• Home
  • Tags
  • RSS
  • About
  • youtube video download

    Timestamp:
    Tags: code

    Being intimidated by youtube-dl with its over 3000 lines of code, I thought there must be a simpler way than that and wrote a little shell script that now does all I want: download youtube videos.

    #!/bin/sh -e
    
    if [ "$#" -ne "1" ]; then
      echo specify the youtube id as the first argument
      exit 1
    fi
    
    code="$1"
    
    urldecode() { echo -n $1 | sed 's/%\([0-9A-F]\{2\}\)/\\\\\\\x\1/gI' | xargs printf; }
    
    cookiejar=`mktemp`
    baseurl="http://www.youtube.com/get_video_info?video_id=$code&el=detailpage"
    data=`curl --silent --cookie-jar "$cookiejar" "$baseurl"`
    
    highestfmt=0
    highesturl=""
    title=""
    for part in `echo $data | tr '&' ' '`; do
      key=`echo $part | cut -d"=" -f1`
      value=`echo $part | cut -d"=" -f2`
      if [ "$value" != "" ]; then
        value=`urldecode "$value"`
      fi    
      case "$key" in
      "fmt_url_map") 
        for format in `echo $value | tr ',' ' '`; do
          fmt=`echo $format | cut -d"|" -f1`
          url=`echo $format | cut -d"|" -f2`
          if [ "$fmt" = "18" ] \
          || [ "$fmt" = "22" ] \
          || [ "$fmt" = "37" ] \
          || [ "$fmt" = "43" ] \
          || [ "$fmt" = "45" ] ; then
            if [ "$fmt" -gt "$highestfmt" ]; then
              highestfmt=$fmt
              highesturl=$url
            fi
          fi
        done ;;
      "title") title="$value" ;;
      esac
    done
    
    echo writing output to "${title}_${code}.mp4"
    curl --location --cookie "$cookiejar" "$highesturl" > "${title}_${code}.mp4"
    rm $cookiejar
    

    and in python because that was so much fun

    #!/usr/bin/env python
    
    import cookielib, urllib2, shutil, urlparse, sys
    
    cookie_processor = urllib2.HTTPCookieProcessor(cookielib.CookieJar())
    urllib2.install_opener(urllib2.build_opener(cookie_processor))
    
    if len(sys.argv) != 2:
        print "specify the youtube id as the first argument"
        exit(1)
    
    code = sys.argv[1]
    baseurl = "http://www.youtube.com/get_video_info?video_id=%s&el=detailpage"%code
    data = urllib2.urlopen(baseurl).read()
    
    data = urlparse.parse_qs(data)
    title = data["title"][0]
    url = dict(part.split('|', 1) for part in data["fmt_url_map"][0].split(','))
    url = url.get("37", url.get("22", url.get("18")))
    
    print "writing output to %s_%s.mp4"%(title,code)
    data = urllib2.urlopen(url)
    with open("%s_%s.mp4"%(title,code), 'wb') as fp:
        shutil.copyfileobj(data, fp, 16*1024)
    

    The shell script can also easily turned into something that will deliver you the video remotely. This is useful if you have the server in the US and get annoyed by all the “This video contains content from ****. It is not available in your country.” messages when accessing content e.g. from Germany.

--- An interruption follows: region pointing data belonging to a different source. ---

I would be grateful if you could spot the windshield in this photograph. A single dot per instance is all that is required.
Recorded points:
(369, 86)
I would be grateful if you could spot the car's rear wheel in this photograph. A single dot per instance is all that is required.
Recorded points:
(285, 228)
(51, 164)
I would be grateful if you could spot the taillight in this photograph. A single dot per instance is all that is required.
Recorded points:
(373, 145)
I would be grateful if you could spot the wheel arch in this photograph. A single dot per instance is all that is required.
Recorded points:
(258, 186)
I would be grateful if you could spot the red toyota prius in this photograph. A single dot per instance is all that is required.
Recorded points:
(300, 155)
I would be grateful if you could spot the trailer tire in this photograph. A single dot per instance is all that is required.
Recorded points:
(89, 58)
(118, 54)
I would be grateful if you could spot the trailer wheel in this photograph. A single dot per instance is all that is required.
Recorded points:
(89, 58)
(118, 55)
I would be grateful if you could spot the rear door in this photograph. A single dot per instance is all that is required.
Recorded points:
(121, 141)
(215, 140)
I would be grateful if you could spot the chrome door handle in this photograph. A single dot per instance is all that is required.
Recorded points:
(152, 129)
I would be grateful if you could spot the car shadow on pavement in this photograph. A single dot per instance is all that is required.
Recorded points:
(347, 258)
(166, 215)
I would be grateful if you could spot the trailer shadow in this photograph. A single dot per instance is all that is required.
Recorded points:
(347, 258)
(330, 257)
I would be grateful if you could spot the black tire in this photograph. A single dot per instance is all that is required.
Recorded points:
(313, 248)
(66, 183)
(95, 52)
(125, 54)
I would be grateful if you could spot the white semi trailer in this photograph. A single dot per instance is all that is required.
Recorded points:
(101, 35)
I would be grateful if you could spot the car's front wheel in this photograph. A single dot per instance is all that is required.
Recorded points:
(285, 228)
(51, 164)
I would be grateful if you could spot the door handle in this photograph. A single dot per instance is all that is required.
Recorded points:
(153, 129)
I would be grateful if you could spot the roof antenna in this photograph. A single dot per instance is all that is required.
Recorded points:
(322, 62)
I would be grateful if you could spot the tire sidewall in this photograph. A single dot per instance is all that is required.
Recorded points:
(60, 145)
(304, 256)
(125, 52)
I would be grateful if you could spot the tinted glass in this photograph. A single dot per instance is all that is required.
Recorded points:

    Just change the top part into this:

    #!/bin/sh -e
    
    read request
    
    while /bin/true; do
      read header
      [ "$header" = "`printf '\r'`" ] && break
    done
    
    code="${request#GET /}"
    code="${code% HTTP/*}"
    

    and the bottom part into this:

    url=`curl --silent --head --output /dev/null --write-out %{redirect_url} --cookie "$cookiejar" "$highesturl"`
    while [ "$url" != "" ]; do
            highesturl=$url
    	url=`curl --silent --head --output /dev/null --write-out %{redirect_url} --cookie "$cookiejar" "$highesturl"`
    done
    curl --silent --include --cookie "$cookiejar" "$highesturl"
    rm $cookiejar
    

    then you can run the script like this:

    while true; do netcat -l -p 80 -e youtube.sh; done
    

    or by using inetd:

    www stream tcp nowait nobody /usr/local/bin/youtube youtube
    

    And better chroot the whole thing.